Netanyahu a salué l’effondrement de « l’axe du mal » iranien et a affirmé : « La victoire absolue dont ils se moquaient est proche ».
Après la chute d'Assad, Israël a immédiatement lancé des frappes aériennes pour détruire les bases militaires syriennes et a déplacé ses troupes sur le territoire syrien. Il occupe le plateau du Golan depuis 1967, mais s’est désormais emparé de la zone démilitarisée.
Mais il n’est pas automatique qu’Israël obtienne gain de cause à long terme.
Pendant ce temps, le groupe de résistance palestinien Hamas a accepté que les troupes israéliennes puissent rester à Gaza pendant une « pause » des combats de 60 jours, selon le journal Wall Street Journal.
Ils resteraient dans des positions fortifiées le long du couloir de Philadelphie, une bande de terre entre l'Égypte et Gaza, et du couloir de Netzarim qui sépare le nord de Gaza du sud.
Mais un accord de cessez-le-feu à Gaza ne freinera pas nécessairement la machine de guerre sioniste. Au Liban, malgré un cessez-le-feu en vigueur depuis plus de deux semaines, Israël a violé l'accord à plus de 200 reprises et tué au moins 29 personnes.
Samedi matin, des drones israéliens ont attaqué une voiture dans le sud du Liban, marquant une nouvelle violation alors que les forces étaient censées se retirer.

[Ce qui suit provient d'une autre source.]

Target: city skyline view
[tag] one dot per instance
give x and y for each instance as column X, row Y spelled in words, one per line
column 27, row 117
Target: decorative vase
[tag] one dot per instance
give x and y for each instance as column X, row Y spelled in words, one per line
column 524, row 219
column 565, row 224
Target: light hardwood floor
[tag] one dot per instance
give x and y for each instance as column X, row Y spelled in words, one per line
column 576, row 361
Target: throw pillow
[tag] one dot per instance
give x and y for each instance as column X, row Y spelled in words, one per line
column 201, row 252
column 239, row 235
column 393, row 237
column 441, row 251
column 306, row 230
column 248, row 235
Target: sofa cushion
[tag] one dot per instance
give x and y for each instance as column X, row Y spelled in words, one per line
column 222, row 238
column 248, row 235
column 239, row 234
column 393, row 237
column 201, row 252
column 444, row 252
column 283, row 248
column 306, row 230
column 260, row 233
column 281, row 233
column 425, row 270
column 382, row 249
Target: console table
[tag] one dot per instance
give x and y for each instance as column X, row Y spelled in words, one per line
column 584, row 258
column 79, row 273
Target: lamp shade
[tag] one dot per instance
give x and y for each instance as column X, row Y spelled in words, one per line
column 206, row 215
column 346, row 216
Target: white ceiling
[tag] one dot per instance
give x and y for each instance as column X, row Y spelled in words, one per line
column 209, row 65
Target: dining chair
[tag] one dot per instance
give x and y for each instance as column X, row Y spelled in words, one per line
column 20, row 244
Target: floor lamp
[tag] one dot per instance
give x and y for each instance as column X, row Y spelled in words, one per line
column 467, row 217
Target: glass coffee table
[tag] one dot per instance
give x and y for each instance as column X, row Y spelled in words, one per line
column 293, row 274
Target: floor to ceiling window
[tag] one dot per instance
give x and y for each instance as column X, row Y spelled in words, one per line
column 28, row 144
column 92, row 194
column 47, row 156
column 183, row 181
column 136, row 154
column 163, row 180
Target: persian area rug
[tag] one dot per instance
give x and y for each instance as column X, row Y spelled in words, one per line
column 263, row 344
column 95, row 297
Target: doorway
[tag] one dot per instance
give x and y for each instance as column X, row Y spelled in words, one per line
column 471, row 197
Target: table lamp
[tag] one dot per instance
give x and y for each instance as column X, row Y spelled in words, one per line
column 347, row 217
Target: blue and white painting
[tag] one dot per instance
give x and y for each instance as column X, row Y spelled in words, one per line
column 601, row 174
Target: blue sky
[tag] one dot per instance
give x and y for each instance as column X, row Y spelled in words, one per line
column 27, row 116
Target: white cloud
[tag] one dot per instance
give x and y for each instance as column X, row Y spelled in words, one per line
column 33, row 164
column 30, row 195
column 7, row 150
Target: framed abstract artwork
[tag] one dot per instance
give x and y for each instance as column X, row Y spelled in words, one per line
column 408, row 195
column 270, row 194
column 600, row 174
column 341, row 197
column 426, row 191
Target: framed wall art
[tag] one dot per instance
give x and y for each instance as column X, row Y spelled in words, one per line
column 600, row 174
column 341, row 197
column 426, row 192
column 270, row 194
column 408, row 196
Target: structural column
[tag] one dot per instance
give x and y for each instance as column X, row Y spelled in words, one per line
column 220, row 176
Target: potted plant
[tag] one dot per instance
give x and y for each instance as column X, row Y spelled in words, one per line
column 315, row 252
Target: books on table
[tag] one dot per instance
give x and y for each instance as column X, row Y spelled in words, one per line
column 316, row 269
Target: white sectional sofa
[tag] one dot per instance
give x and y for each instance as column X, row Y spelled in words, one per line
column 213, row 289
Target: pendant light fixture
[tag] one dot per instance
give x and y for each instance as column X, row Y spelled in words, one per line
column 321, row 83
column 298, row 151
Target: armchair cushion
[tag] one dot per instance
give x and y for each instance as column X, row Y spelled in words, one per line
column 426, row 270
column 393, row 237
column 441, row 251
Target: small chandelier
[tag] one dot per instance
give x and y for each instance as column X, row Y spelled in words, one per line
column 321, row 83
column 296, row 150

Netanyahu sait qu’il bénéficie du plein soutien des États-Unis et de la Grande-Bretagne. Cette semaine, il est apparu que le gouvernement britannique avait accordé une immunité internationale spéciale au chef militaire israélien Herzi Halevi.
Halevi s'est envolé pour la Grande-Bretagne pour rencontrer un certain nombre de militaires d'autres pays. Ce voyage était secret et a eu lieu alors que la Cour de la CPI était en train d'émettre des mandats d'arrêt contre Gallant et Netanyahu.

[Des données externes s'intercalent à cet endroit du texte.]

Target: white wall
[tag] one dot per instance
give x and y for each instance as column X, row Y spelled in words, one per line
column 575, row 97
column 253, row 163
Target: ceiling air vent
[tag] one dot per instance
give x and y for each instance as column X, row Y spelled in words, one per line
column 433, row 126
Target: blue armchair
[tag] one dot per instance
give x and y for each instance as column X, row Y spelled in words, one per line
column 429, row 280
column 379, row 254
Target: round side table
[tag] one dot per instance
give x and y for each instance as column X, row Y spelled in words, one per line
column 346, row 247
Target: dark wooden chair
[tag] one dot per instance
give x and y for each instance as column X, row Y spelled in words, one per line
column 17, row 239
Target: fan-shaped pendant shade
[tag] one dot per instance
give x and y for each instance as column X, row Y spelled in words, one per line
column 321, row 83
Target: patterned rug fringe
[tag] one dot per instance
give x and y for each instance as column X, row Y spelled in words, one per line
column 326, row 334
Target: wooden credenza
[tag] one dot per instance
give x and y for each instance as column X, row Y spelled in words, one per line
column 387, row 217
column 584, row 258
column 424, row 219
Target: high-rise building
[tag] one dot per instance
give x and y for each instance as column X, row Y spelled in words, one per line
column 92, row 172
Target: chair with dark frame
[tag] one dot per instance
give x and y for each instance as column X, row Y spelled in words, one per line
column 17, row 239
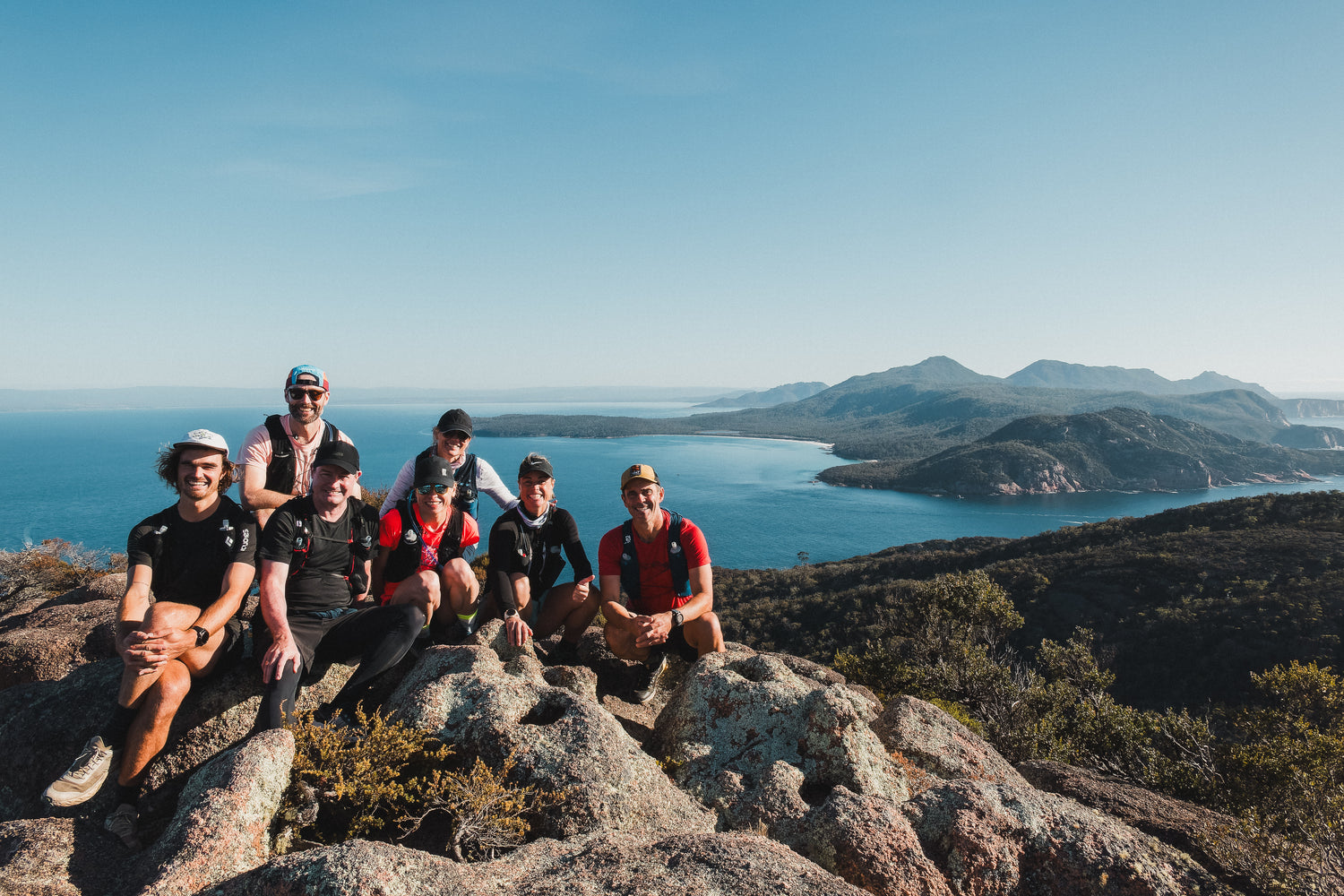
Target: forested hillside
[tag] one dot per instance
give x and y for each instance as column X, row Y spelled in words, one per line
column 1185, row 603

En avril, Halevi a directement supervisé une attaque de drone dans le centre de Gaza, qui a tué sept travailleurs humanitaires de World Central Kitchen.
Gallant a rencontré le secrétaire américain à la Défense, Lloyd Austin, jeudi dernier. Les États-Unis peuvent ignorer le mandat d'arrêt de la CPI puisqu'ils ont toujours refusé de se joindre à la Cour. Il a déclaré que « la coopération entre Israël et les États-Unis a été essentielle à nos succès dans la guerre » – en d’autres termes, les États-Unis ont rendu le génocide possible.
Quand Israël a lancé son génocide, des millions de personnes dans le monde espéraient voir les groupes de résistance et d’autres pays de la région lutter. Aujourd’hui, Israël peut paraître tout puissant et l’Iran et la résistance du Hezbollah au Liban en retrait.
Mais il existe une autre force qui peut repousser Israël et, surtout, les États impérialistes qui le soutiennent. Cette force, basée sur les travailleurs, les pauvres et les opprimés, s’est manifestée lors du Printemps arabe de 2011. La révolte a balayé la région, notamment la Tunisie, l’Égypte et la Syrie.
En Égypte, des centaines de milliers d'Égyptiens ont marché jusqu'à l'ambassade israélienne du Caire et ont commencé à la démolir. Et les gens ont forcé le gouvernement à rouvrir la frontière de Rafah avec Gaza, qu'il avait fermée à la demande d'Israël en 2006.
L’espoir réside dans le retour de cette force dans les rues et sur les lieux de travail. Et en Occident, le mouvement de solidarité avec la Palestine doit maintenir la pression par une action massive et militante pour mettre fin à toutes les ventes d’armes à Israël.